En entrant dans le Grand Théâtre Lumière à Cannes, dimanche 26 mai, beaucoup croyaient le résultat acquis : Le Passé, d’Asghar Farhadi, était donné lauréat de la Palme d’or. Très tôt, on a su qu’il en irait autrement. Le prix d’interprétation féminine remis à Bérénice Bejo pour son rôle dans ce film mettait hors course le drame parisien du réalisateur iranien, puisqu’un film ne peut être primé qu’une fois.

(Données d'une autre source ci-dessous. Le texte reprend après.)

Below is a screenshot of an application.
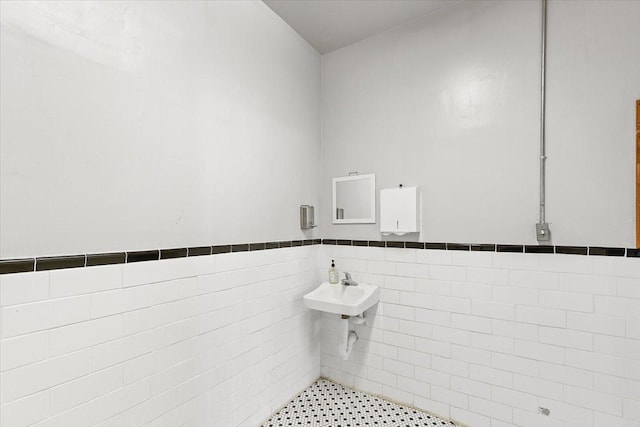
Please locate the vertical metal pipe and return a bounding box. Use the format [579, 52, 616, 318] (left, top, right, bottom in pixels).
[540, 0, 547, 224]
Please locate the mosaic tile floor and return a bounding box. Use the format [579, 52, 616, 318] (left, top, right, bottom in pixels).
[262, 379, 455, 427]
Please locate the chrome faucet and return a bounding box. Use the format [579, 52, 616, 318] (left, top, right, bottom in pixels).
[340, 271, 358, 286]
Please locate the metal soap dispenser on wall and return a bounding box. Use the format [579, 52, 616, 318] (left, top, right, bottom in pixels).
[300, 205, 316, 230]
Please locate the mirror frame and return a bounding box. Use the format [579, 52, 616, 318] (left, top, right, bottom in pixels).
[331, 173, 376, 224]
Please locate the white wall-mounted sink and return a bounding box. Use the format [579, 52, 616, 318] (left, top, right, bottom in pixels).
[303, 282, 380, 316]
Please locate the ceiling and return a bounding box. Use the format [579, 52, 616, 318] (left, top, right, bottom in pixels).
[263, 0, 458, 54]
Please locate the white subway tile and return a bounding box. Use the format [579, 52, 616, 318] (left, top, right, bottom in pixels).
[0, 271, 49, 307]
[383, 331, 416, 350]
[384, 248, 417, 264]
[516, 305, 567, 328]
[513, 374, 563, 400]
[617, 277, 640, 299]
[540, 254, 594, 274]
[413, 395, 450, 418]
[0, 350, 91, 403]
[509, 270, 558, 289]
[367, 368, 396, 387]
[415, 338, 451, 357]
[471, 300, 516, 320]
[565, 348, 625, 377]
[515, 340, 565, 364]
[538, 361, 594, 388]
[384, 276, 416, 292]
[395, 262, 431, 279]
[416, 249, 451, 265]
[493, 252, 540, 270]
[149, 277, 198, 305]
[90, 285, 154, 319]
[540, 398, 593, 427]
[416, 279, 451, 295]
[33, 405, 89, 427]
[451, 407, 491, 427]
[491, 319, 539, 341]
[431, 385, 469, 409]
[451, 375, 491, 399]
[469, 396, 513, 422]
[0, 331, 49, 371]
[471, 332, 513, 353]
[433, 326, 471, 346]
[451, 282, 491, 301]
[433, 295, 471, 314]
[396, 377, 431, 398]
[587, 335, 640, 359]
[469, 364, 513, 388]
[593, 257, 640, 278]
[491, 353, 539, 377]
[450, 313, 491, 334]
[382, 359, 413, 378]
[49, 315, 123, 356]
[49, 365, 122, 415]
[451, 251, 493, 268]
[431, 355, 469, 377]
[397, 348, 431, 368]
[415, 366, 451, 387]
[558, 273, 616, 295]
[491, 286, 540, 305]
[396, 320, 433, 338]
[593, 411, 638, 427]
[399, 292, 435, 309]
[89, 381, 149, 425]
[539, 326, 593, 350]
[467, 267, 509, 286]
[1, 295, 89, 338]
[356, 246, 386, 261]
[491, 385, 538, 411]
[451, 344, 491, 366]
[416, 308, 451, 326]
[91, 331, 154, 370]
[0, 391, 49, 427]
[429, 265, 467, 282]
[564, 386, 622, 416]
[567, 312, 626, 336]
[367, 261, 396, 275]
[595, 296, 640, 319]
[540, 290, 599, 313]
[50, 265, 123, 298]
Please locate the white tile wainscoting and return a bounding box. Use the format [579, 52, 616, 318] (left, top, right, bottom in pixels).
[320, 245, 640, 427]
[0, 245, 320, 427]
[0, 245, 640, 427]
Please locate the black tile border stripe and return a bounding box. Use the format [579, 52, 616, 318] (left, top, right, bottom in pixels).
[87, 252, 127, 267]
[0, 239, 640, 275]
[0, 258, 36, 274]
[160, 248, 189, 259]
[36, 255, 87, 271]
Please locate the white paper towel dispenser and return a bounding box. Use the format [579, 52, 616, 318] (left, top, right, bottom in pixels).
[380, 187, 420, 236]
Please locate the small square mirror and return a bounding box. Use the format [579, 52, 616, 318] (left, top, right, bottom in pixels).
[332, 174, 376, 224]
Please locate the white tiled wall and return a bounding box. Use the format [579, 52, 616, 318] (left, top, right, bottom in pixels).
[0, 246, 320, 427]
[320, 246, 640, 427]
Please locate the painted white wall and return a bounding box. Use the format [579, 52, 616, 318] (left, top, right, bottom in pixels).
[321, 1, 640, 247]
[0, 1, 320, 258]
[0, 246, 320, 427]
[319, 245, 640, 427]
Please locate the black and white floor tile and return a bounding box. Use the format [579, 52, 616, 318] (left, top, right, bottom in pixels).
[262, 379, 455, 427]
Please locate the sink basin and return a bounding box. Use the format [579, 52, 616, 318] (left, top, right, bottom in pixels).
[303, 282, 380, 316]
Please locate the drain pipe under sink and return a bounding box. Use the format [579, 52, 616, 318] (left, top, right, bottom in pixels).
[338, 313, 367, 360]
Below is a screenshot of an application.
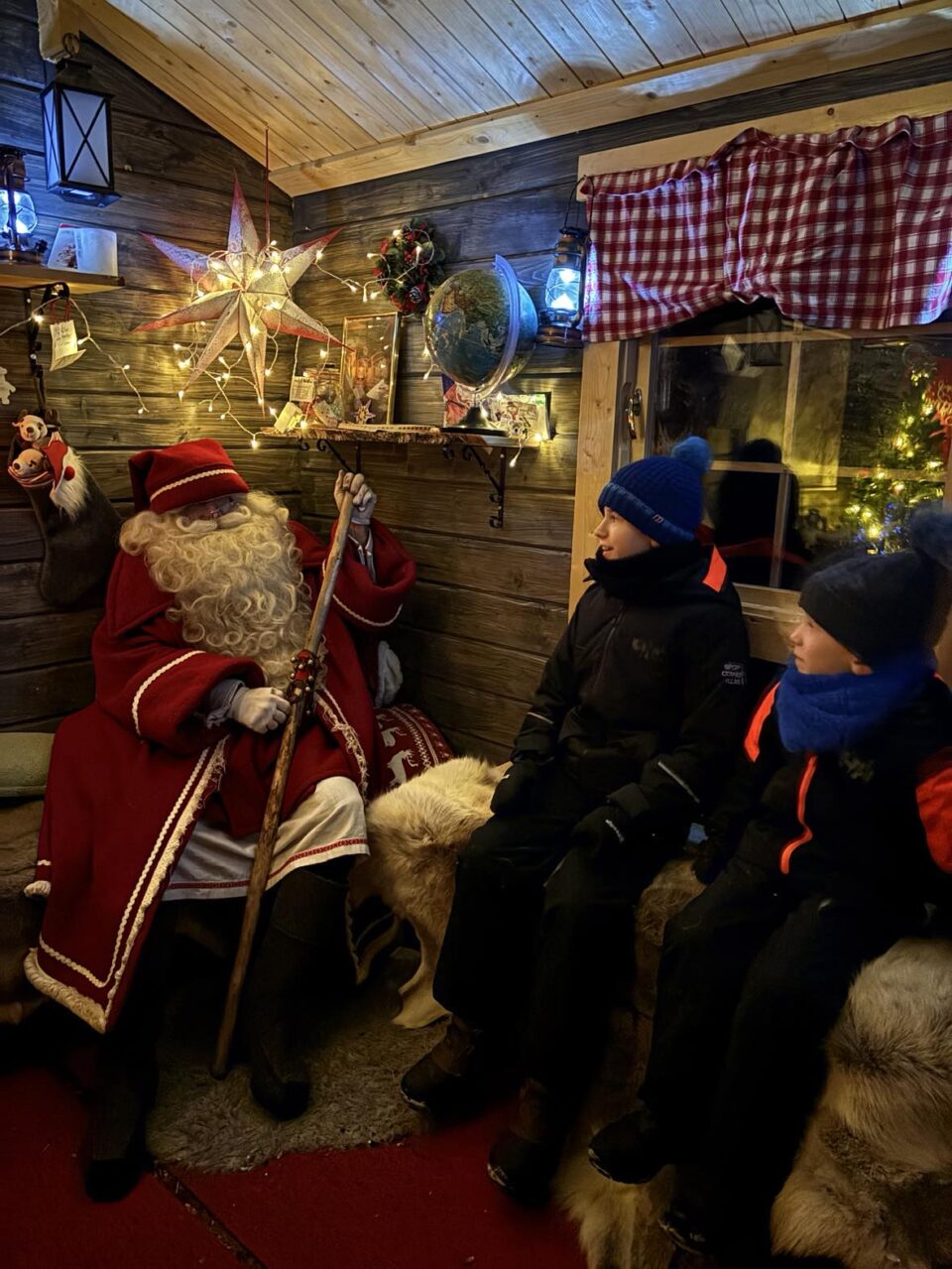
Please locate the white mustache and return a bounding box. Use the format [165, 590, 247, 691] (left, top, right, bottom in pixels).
[175, 502, 252, 538]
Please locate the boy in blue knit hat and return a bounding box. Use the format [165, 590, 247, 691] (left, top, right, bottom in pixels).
[402, 438, 748, 1203]
[591, 510, 952, 1269]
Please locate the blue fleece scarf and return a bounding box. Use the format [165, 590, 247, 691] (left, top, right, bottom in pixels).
[777, 650, 935, 754]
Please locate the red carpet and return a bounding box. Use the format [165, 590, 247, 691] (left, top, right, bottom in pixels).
[0, 1068, 583, 1269]
[181, 1113, 584, 1269]
[0, 1070, 240, 1269]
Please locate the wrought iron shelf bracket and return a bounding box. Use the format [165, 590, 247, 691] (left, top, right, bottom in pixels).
[442, 441, 506, 529]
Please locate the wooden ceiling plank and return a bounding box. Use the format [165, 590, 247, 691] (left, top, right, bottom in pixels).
[80, 0, 300, 167]
[178, 0, 388, 154]
[80, 0, 317, 158]
[623, 0, 701, 66]
[562, 0, 657, 74]
[320, 0, 480, 122]
[234, 0, 426, 136]
[677, 0, 747, 54]
[275, 0, 952, 194]
[411, 0, 549, 101]
[839, 0, 898, 18]
[519, 0, 620, 87]
[277, 0, 466, 127]
[132, 0, 355, 154]
[780, 0, 846, 31]
[453, 0, 582, 96]
[383, 0, 522, 110]
[726, 0, 795, 45]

Au fur et à mesure que les autres récompenses ont été annoncées, on s’est rendu à l’évidence : Steven Spielberg et ses jurés avaient osé remettre la récompense suprême de cette 66e édition à La Vie d’Adèle, d’Abdellatif Kechiche. En annonçant cette Palme d’or, le réalisateur de Lincoln a bien précisé qu’elle récompensait trois artistes : "Adèle, Léa et Abdel". Le trio s’est précipité sur scène, les filles en larmes, le réalisateur cherchant ses mots avant de rendre hommage "à la belle jeunesse de France" et à la révolution tunisienne.
En fait, ce palmarès éclectique n’a ignoré aucune des manières de faire du cinéma que proposaient les films retenus pour la compétition : la brutalité extrême dont fait preuve le jeune Mexicain Amat Escalante, prix de la mise en scène pour Heli ; la sophistication des frères Coen dans Inside Llewyn Davis, Grand Prix ; l’intimisme du Nebraska d’Alexander Payne dont l’interprète, Bruce Dern, a été primé ; les audaces formelles et l’ancrage dans le présent de Jia Zhangke, prix du scénario pour A Touch of Sin (Tian zhu ding)...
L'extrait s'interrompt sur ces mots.